また複雑に絡み合う登場人物たちの物語や世界観は、さまざまな謎や憶測を呼んでいます。
真白の幸せの限界の真意、そして真白が七海を道連れにしなかった理由はなんだったのでしょうか。
クライマックスの安室の涙が本物かどうか含め、『リップヴァンウィンクルの花嫁』に込められた物語を紐解いていきます。
幸せの限界の真意とは?
あたしにはね、幸せの限界があるの。
これ以上無理って限界。
引用:リップヴァンウィンクルの花嫁/配給会社 東映
真白が死の直前に七海へ語った「幸せの限界」にはどのような真意が込められているのでしょうか。
お金で買える幸せ
真白はお金という対価を支払って幸せ、そして人からの優しさを手に入れようとしてきたと考えられます。
事実、自分とともに死んでくれる人までも1000万円かけて安室に手配させていました。
また、真白自身の自己肯定感の低さというのはお金で買える幸せという考えに大きな影響を与えていると推測できます。

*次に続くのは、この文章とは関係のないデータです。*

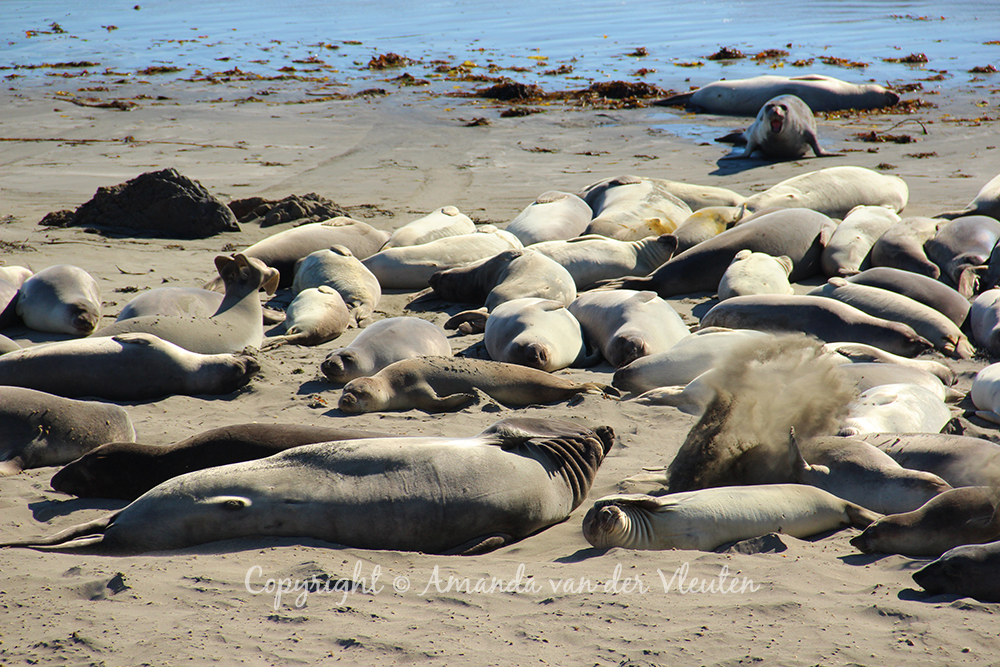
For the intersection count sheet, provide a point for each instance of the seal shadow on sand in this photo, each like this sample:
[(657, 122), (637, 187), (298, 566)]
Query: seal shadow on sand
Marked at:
[(46, 510)]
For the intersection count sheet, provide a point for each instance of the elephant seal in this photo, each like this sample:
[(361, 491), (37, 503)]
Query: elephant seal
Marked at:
[(593, 258), (895, 408), (439, 384), (626, 324), (986, 202), (338, 269), (435, 495), (438, 224), (755, 273), (280, 251), (926, 290), (866, 375), (695, 196), (902, 246), (382, 343), (957, 459), (834, 191), (702, 225), (861, 353), (127, 470), (553, 216), (827, 319), (41, 429), (316, 315), (632, 208), (174, 302), (799, 234), (537, 333), (962, 248), (411, 267), (784, 129), (60, 299), (15, 275), (708, 518), (860, 473), (950, 519), (125, 367), (685, 361), (969, 570), (236, 325), (984, 320), (511, 274), (744, 97), (849, 249), (985, 393), (925, 320)]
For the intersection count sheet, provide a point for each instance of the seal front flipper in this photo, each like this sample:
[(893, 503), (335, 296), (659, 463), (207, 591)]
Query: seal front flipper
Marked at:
[(480, 545)]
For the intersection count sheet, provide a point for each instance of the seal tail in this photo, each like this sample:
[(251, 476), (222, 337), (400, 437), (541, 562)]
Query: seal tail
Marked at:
[(674, 100), (94, 530)]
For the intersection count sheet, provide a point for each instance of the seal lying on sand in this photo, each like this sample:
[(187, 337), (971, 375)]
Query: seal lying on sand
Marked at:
[(955, 517), (966, 570), (784, 129), (40, 429), (60, 299), (744, 97), (126, 367), (435, 495), (385, 342), (708, 518), (127, 470), (439, 384)]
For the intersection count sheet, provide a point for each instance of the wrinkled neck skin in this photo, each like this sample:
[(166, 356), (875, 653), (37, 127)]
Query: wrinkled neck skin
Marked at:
[(575, 460)]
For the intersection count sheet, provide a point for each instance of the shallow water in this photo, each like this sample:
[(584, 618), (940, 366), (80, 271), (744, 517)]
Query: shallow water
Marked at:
[(592, 36)]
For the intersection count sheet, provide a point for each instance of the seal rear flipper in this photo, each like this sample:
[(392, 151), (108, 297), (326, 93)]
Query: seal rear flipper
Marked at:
[(480, 545), (860, 517), (447, 403), (66, 537)]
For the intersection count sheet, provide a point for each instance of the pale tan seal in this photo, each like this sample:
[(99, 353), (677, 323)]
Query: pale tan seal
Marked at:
[(41, 429), (438, 224), (784, 129), (708, 518), (337, 268), (955, 517), (125, 367), (60, 299), (850, 247), (537, 333), (438, 384), (316, 315), (552, 216), (834, 191), (632, 208), (626, 324), (385, 342), (435, 495), (986, 202), (756, 273)]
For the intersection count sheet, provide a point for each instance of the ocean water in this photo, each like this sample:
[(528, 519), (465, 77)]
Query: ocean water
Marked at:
[(589, 39)]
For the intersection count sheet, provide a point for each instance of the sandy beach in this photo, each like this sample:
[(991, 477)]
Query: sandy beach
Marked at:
[(388, 160)]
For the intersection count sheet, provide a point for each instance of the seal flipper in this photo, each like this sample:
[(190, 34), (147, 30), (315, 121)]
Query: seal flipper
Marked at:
[(480, 545), (65, 538)]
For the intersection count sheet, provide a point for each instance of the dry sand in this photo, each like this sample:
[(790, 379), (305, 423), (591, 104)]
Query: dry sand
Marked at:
[(818, 602)]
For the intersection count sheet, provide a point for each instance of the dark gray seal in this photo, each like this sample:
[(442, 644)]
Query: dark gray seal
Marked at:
[(434, 495), (39, 429), (127, 470)]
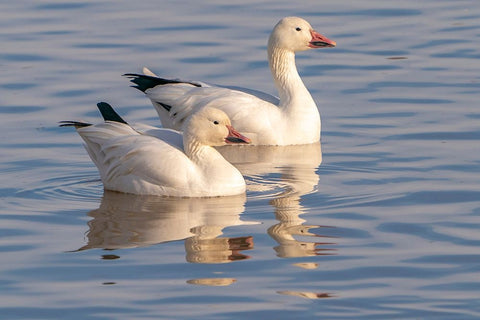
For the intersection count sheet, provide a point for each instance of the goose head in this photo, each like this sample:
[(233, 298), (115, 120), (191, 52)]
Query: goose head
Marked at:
[(295, 34), (212, 127)]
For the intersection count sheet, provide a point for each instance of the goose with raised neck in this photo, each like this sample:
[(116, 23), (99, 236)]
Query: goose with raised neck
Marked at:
[(293, 118)]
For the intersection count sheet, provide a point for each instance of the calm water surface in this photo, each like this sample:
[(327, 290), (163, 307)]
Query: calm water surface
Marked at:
[(384, 226)]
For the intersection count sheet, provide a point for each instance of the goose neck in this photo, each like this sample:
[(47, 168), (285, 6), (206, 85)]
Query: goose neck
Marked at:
[(287, 80)]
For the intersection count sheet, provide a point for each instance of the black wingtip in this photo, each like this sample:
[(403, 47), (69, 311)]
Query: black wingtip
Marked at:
[(108, 113), (75, 124), (144, 82)]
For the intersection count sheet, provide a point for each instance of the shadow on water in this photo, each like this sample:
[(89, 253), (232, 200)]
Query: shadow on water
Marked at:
[(129, 221), (292, 170)]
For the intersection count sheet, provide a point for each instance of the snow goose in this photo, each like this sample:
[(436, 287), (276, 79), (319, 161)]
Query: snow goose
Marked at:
[(157, 162), (265, 119)]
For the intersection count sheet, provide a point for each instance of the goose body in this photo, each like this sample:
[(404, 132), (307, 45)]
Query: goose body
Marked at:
[(293, 118), (165, 162)]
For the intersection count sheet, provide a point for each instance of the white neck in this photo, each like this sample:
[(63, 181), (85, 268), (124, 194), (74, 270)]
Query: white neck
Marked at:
[(296, 104), (291, 89)]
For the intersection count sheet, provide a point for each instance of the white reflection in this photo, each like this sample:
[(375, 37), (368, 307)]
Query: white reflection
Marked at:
[(128, 221), (297, 168)]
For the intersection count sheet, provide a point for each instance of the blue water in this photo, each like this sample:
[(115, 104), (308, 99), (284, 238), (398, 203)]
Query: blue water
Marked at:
[(380, 221)]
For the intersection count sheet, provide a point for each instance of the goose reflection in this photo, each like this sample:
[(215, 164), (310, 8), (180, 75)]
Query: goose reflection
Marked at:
[(129, 221), (296, 167)]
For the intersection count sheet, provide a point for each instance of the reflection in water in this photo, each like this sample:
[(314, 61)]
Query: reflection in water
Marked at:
[(297, 169), (307, 295), (128, 221), (213, 282)]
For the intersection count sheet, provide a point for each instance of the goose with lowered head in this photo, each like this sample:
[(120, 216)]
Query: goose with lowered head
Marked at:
[(164, 162), (293, 118)]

これは真白が親から十分な愛情を注がれなかったことが理由なのではないでしょうか。
真白の母が遺骨の受け取りを拒否していたという関係性からもそのことがうかがえます。
お金に代えられない幸せ
初めはお金をかけて安室に手配させた七海との生活。
しかし2人で過ごす時間を重ねるうちに、お金に代えられない幸せというものに気が付いたのではないでしょうか。
屋敷の庭で2人で水を撒いて掃除するシーンや花火をするシーン、はては買い出しから自転車で帰る何気ない日常にも幸せはあるのです。
幸せの限界
本作における「幸せの限界」とはそれ以上幸せを受け止めることができない状態を意味すると考えられます。
そしてお金に代えられない幸せは、お金で買える幸せとは違い簡単に受け止めきれなかったのです。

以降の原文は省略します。